REPUBLIKA.CO.ID, JAKARTA — Ekonom senior Econit, Hendri Saparaini, menilai pelaksanaan reshuffle kabinet dilakukan tanpa tolok ukur jelas.
Menurut Saparini, langkah evaluasi menteri oleh Presiden Susilo Bambang Yudhoyono (SBY) dilakukan secara tiba-tiba tanpa pernah memberikan surat peringatan (SP) terlebih dulu. "Harusnya menteri itu diberi SP dulu jika kinerjanya buruk, tidak langsung di reshuffle," kata Saparini usai diskusi di Rumah Perubahan, Jakarta, Selasa (27/9).

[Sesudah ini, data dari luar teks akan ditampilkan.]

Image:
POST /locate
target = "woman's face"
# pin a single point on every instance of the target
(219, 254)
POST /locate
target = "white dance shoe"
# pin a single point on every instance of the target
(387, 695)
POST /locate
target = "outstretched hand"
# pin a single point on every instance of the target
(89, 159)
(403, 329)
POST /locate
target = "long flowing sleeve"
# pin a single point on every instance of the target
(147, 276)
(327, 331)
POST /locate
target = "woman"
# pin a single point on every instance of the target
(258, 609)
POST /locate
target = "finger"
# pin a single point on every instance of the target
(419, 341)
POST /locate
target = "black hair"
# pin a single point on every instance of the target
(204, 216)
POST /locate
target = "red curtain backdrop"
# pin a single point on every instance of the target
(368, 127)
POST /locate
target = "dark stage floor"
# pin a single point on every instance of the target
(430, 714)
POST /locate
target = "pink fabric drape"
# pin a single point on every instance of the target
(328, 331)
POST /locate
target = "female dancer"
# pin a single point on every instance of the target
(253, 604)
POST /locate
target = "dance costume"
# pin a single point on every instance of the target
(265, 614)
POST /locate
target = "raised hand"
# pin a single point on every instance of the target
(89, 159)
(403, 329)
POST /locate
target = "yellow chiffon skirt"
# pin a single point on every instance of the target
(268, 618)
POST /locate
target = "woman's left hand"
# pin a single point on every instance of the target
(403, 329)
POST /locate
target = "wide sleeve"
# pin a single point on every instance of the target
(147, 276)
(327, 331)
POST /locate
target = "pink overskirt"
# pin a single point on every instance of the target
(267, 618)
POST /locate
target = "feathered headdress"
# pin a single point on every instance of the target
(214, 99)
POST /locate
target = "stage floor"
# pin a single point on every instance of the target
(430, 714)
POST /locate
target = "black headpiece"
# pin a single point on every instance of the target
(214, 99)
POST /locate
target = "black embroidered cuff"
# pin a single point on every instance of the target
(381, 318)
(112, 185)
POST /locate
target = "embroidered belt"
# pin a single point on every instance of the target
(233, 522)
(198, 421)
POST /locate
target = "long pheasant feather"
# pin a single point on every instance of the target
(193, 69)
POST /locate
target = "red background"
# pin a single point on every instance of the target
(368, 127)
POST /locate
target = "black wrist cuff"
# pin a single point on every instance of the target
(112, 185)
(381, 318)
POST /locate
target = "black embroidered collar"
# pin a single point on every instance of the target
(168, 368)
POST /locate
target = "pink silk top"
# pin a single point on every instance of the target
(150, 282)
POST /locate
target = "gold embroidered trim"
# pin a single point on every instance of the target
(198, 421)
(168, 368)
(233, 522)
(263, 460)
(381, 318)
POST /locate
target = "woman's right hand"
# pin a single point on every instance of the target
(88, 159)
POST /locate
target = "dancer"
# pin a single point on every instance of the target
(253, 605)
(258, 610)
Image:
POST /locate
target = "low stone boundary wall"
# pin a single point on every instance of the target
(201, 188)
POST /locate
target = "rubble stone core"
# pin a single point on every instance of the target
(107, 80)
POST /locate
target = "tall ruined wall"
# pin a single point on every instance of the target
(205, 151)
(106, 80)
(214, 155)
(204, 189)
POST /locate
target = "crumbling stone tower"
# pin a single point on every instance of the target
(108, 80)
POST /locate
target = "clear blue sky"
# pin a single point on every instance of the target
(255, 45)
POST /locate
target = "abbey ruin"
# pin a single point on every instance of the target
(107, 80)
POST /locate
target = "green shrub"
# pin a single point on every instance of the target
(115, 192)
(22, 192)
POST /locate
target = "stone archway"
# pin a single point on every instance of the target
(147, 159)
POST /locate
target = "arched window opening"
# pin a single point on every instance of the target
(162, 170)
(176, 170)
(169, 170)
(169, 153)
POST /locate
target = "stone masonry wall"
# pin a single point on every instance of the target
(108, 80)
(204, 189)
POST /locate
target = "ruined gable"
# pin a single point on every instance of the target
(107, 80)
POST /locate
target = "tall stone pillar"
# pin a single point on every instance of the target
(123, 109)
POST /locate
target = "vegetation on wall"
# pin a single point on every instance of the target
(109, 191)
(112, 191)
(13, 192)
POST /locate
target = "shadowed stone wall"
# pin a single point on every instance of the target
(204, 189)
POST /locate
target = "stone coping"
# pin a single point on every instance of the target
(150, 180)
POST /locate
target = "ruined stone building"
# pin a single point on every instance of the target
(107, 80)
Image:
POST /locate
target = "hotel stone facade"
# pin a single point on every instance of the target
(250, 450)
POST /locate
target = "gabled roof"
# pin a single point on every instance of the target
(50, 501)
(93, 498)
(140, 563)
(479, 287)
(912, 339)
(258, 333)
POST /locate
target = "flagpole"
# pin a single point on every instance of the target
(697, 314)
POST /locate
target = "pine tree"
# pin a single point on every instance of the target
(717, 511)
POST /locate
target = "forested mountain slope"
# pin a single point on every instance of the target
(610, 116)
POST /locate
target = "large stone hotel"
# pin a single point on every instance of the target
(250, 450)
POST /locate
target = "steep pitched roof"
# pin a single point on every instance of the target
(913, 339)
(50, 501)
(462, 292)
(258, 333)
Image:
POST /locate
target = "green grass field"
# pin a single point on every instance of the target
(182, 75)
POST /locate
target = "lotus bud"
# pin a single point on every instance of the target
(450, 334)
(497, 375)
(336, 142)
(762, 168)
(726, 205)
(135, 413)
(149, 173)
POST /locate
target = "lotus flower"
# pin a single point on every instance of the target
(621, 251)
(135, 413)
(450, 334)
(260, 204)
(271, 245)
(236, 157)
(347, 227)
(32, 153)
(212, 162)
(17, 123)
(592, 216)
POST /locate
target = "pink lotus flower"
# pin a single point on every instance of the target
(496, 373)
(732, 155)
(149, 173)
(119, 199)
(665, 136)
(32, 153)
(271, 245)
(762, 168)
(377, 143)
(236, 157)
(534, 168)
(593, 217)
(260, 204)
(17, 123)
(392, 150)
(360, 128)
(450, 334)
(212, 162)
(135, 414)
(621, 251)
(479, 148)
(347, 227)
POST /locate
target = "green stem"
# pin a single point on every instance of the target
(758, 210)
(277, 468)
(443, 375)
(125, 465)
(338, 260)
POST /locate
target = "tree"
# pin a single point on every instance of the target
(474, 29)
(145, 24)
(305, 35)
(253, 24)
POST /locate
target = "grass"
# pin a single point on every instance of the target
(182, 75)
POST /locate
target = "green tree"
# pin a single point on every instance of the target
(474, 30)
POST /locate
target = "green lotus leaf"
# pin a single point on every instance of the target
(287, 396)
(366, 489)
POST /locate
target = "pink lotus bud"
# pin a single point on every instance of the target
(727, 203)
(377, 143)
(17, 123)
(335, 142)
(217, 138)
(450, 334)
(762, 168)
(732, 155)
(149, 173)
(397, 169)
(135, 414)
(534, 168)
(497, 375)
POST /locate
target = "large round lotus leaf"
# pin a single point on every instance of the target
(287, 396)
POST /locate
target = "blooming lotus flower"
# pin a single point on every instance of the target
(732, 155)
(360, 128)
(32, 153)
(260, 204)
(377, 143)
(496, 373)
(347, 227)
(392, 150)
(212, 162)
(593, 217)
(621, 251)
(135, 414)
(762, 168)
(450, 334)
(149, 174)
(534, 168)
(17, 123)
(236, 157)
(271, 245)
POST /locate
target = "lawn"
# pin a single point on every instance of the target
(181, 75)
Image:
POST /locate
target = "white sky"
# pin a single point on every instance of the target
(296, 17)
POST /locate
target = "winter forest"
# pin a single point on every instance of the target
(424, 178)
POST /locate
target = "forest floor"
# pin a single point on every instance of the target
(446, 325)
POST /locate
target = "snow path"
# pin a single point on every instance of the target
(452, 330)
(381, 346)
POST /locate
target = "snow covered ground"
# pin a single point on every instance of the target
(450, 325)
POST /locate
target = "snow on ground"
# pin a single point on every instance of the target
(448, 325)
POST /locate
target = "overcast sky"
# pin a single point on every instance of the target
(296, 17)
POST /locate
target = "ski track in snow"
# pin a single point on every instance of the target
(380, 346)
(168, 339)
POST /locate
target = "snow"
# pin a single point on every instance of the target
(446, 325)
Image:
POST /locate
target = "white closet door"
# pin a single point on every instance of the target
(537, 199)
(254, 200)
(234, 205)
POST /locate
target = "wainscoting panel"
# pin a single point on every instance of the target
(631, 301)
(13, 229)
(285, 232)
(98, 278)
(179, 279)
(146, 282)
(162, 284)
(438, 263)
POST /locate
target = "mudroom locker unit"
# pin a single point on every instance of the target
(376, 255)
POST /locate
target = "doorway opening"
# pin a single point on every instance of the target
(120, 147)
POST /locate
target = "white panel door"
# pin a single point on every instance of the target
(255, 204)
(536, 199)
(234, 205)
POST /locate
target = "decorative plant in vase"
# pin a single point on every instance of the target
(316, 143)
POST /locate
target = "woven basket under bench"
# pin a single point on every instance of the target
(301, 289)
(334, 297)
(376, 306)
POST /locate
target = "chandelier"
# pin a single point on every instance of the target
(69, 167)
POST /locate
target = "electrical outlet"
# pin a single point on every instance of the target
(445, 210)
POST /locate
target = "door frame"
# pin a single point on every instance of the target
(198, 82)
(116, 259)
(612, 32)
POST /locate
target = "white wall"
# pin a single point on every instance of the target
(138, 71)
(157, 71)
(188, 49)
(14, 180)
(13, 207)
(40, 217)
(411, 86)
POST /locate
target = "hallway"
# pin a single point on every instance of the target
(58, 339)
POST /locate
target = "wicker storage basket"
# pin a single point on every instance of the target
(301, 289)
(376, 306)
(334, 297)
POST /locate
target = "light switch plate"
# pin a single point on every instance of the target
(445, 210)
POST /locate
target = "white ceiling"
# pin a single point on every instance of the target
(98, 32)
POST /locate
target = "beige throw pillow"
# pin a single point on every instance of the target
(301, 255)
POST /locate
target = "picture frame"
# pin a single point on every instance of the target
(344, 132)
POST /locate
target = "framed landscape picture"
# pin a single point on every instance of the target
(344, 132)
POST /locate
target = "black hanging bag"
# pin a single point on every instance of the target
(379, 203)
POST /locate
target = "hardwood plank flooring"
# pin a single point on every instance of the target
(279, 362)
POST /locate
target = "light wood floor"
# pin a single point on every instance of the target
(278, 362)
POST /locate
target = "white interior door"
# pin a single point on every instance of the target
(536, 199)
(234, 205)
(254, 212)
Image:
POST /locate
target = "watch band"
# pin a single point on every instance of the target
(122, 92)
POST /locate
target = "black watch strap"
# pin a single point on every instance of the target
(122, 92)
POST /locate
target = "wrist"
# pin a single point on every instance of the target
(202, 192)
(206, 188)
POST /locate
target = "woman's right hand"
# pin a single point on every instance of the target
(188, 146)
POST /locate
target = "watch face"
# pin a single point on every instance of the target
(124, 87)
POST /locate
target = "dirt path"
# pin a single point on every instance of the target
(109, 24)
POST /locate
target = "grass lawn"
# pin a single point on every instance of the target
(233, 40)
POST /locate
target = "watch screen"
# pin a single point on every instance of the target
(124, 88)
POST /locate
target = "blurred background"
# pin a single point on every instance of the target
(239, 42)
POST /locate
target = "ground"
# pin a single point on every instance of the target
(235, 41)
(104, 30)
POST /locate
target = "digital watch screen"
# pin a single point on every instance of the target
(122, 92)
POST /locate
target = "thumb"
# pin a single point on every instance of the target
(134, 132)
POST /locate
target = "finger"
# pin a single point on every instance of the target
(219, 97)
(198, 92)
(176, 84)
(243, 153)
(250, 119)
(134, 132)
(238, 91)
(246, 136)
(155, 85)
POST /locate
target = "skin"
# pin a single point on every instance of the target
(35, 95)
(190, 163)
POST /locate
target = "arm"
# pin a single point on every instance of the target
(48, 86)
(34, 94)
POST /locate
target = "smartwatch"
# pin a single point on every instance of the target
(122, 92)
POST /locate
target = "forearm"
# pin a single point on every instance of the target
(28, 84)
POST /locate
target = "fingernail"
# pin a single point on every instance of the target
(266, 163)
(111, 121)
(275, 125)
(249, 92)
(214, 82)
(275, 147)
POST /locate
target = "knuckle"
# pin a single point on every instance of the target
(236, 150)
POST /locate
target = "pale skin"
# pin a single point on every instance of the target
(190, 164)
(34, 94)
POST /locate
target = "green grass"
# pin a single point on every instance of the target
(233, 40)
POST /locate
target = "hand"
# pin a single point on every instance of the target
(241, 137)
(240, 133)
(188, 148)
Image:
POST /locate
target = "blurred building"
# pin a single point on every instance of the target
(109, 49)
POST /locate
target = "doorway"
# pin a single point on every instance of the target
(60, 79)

Oleh sebab itu, kata dia, bongkar pasang kabinet tidak akan bermakna jika paradigma pemimpin negeri ini tidak berubah. "Sebanyak apa pun jumlah menteri yang diganti, sepanjang kriteria penilaian Presiden SBY terhadap jajarannya tak berubah, maka tidak ada perubahan," sindirnya.
Sementara itu, Direktur Eksekutif Indonesia Resources Studies, Marwan Batubara, mengatakan sepanjang kebijakan yang dikeluarkan pemerintah tidak berpihak kepada rakyat, reshuffle tidak berdampak pada rakyat.
Intinya, kata dia, letak evaluasi itu harus dimulai dari pemimpin itu sendiri. "Selama tindakan Presiden hanya berorientasi kepada citra, rencana reshuffle hanya baik di permukaan. Itu sama saja dengan isapan jempol."